Оказывается потому, что она без памяти любит меня, не мыслит без меня жизни, разлука будет для нее таким же сокрушительным ударом, как смерть отца, и поэтому, пока она не привязалась ко мне еще больше, нам лучше расстаться, все равно в конце концов я ее брошу!
— С чего это ты?
— Ты обязательно бросишь меня, я чувствую… Я ужасно несчастливая!

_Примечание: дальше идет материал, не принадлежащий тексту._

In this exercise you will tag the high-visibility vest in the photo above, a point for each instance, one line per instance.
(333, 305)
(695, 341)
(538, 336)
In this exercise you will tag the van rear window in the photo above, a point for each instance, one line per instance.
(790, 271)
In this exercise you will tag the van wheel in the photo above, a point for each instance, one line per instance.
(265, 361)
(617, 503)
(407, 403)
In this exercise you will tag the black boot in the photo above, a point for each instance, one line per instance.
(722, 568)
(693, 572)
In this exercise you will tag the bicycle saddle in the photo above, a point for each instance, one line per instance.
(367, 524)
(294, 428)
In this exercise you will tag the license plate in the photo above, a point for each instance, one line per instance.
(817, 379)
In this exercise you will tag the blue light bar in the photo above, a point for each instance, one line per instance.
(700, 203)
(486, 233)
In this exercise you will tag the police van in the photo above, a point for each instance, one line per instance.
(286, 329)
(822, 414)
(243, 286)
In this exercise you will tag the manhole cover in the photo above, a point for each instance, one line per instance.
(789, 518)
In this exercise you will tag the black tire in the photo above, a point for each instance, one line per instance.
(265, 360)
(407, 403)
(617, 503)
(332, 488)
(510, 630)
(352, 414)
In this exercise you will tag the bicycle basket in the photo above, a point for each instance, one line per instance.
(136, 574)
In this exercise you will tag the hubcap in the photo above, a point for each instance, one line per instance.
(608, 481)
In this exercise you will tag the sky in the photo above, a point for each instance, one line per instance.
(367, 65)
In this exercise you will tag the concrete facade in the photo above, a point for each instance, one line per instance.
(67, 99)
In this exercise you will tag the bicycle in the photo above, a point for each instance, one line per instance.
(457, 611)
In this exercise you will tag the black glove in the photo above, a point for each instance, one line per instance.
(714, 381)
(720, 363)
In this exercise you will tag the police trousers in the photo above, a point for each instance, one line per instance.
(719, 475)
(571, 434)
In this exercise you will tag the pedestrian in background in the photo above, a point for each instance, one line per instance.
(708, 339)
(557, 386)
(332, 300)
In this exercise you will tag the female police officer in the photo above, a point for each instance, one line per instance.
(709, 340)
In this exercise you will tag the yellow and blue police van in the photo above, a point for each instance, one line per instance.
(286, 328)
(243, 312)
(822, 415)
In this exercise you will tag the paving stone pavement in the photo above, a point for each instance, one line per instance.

— Не бойся, я никогда не оставлю тебя! — уверял я, потому что было ясно, что она именно это хотела услышать, поэтому и донимала меня внезапными капризами. Мои слова, разумеется, не были искренними. Пока я знал только одно — мне приятно быть рядом с ней, и без долгих размышлений я следовал за ходом событий. Я не очень-то доверял и клятвам Мери, уж слишком стремительно отдалась она мне, безо всяких колебаний, к тому же при весьма странных обстоятельствах, а существование мужа, которого она якобы безумно любила и с которым почему-то развелась через месяц после свадьбы, казалось мне сомнительным красивым плодом фантазии. Но у меня не было ни малейшей охоты выяснять истину. Прошлое в устах Мери звучало так романтично, что я с удовольствием слушал ее. И переживания бывшего мужа, который после развода по пятам преследовал ее, не давал ей проходу, собираясь, кажется, наложить на себя руки или зарезать Мери, походили на очень знакомую, милую, сентиментальную повесть, и мне вовсе не хотелось докапываться, что крылось за этим красивым вымыслом. Я понимал, что Мери приукрашивает свое прошлое, и старался подыгрывать ей, делая вид, будто верю каждому ее слову; хотя, стоит ли говорить, что я не верил мнем гому из ее выдумок, но убеждал мою подругу, что верю, чтобы не разрушать иллюзий. Поэтому, когда Мери уверяла, что самозабвенно любит меня, я отвечал не менее пылкими признаниями, твердил, что жить не могу без нее. Все это было игрой, которая в ту пору устраивала меня. Боль и горе, лежавшие на сердце, не ослабевали, но я не замечал их, увлекшись игрой. Поведение мое смахивало на бегство от действительности, Мери стала тем убежищем, в котором я спрятался. Мне казалось, что все настоящее происходит не на самом деле, а в каком-то фильме, в котором я принимал участие как актер, а не настоящий Тархудж. Я — Тархудж, словно со стороны наблюдал за актером — своим вторым «я», будто бы лично не принимая никакого участия в проделках своего второго «я», оставаясь холодным и трезвым зрителем.